India's economic parameters
remain strong despite the recent turbulence in our Asian neighbourhood.
An indication of such strength was recently evident when non-resident Indians
from all over the world came forward enthusiastically, within a matter of
weeks, to invest in 'Resurgent India Bonds' to the tune of over US dollars
4 billion. India offers excellent opportunities for foreign investment,
which provides a basis for our relationship to be mutually enriching. Our
entrepreneurs would be happy to avail the impressive and sophisticated capital
and technological base in your city.
I am pleased to learn
that more and more Indian visitors are coming to Luxembourg. This is a trend
worth actively encouraging as such interaction would go a long way in enhancing
mutual understanding between our two peoples. I am also happy to know that
the Indian community here, though small, is making a useful contribution
to Luxembourgeois society in diverse ways.
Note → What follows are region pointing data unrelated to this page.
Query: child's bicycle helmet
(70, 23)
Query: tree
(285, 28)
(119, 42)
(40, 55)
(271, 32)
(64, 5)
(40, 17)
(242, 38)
The contemporary international
environment holds promise for the future in terms of greater freedom, economic
well being and the utilisation of the capabilities of our people to the
fullest. We cannot, however, be unmindful of the dangers posed by globalisation
such as that of international terrorism and criminal networks straddling
countries and continents. Given this background, it is of importance that
dialogue between democratic, liberal and transparent societies is maintained
and further strengthened. We must enrich further the warm relationship that
exists between our two countries. I see in the warmth of the reception accorded
here today, promises of greater cooperation and friendship between us.